Il cortile era più vivo che mai. Erano passati mesi dal loro ingresso in accademia e ormai le loro conoscenze in fatto di combattimento corpo a corpo cominciavano a prendere forma, non serviva altro che esercitazione, esercitazione e ancora esercitazione. Così, nel calendario accademico, era previsto che almeno tre pomeriggi a settimana li passassero nell'esercitare l'arte del combattimento corpo a corpo. A mani nude, con armi, erano step sempre successivi. Ciò che contava era la prestanza fisica e lo sviluppo della tecnica, lottando a coppia tra di loro. Ognuno stava sviluppando una propria capacità, sfruttando le proprie abilità innate. Sasha era molto agile e con ottimi riflessi, Annie era più portata per le prese e l'uso dei calci, Reiner era mera forza fisica, Jean sfruttava sempre la situazione a suo vantaggio, Mikasa... Mikasa decimava tutti senza esclusione di colpi. Sembrava non avere alcun punto debole, era strepitosa e a tratti terrificante. Connie non era ancora granché bravo, si affidava troppo nel rendere spettacolari le sue mosse e finiva con l'essere poco funzionale.
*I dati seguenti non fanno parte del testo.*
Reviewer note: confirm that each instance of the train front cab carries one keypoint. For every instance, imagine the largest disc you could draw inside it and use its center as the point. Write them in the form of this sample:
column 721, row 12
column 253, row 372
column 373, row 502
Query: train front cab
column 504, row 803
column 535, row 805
E infine c'erano Armin e Beatris... che spesso sgattaiolavano da un compagno a un altro, pregando di non essere intercettati e non venir coinvolti.
Quel pomeriggio erano riusciti con una scusa a fermarsi in un angolo, uno di fianco all'altro, seduti a terra, guardavano passivamente il resto dei loro compagni schivare colpi e tentare di stendere l'altro.
«Oggi fa particolarmente caldo» mormorò Beatris, stretta nelle sue ginocchia.
«Già... forse è per questo che non siamo molto in forma».
«Già, dev'essere colpa del caldo».
Ed entrambi, dopo infiniti secondi di riflessione, sospirarono affranti. Erano veramente pessimi a inventare scuse, persino a loro stessi. La verità era solo che, chiunque provassero a sfidare, finivano sempre con il venir stesi e ogni volta era un livido in più da aggiungere alla lista. Negati, assolutamente negati.
«Armin...» mormorò Beatris. «Secondo te riusciremo mai a diplomarci?»
«Chissà» sospirò Armin, immobile al suo fianco.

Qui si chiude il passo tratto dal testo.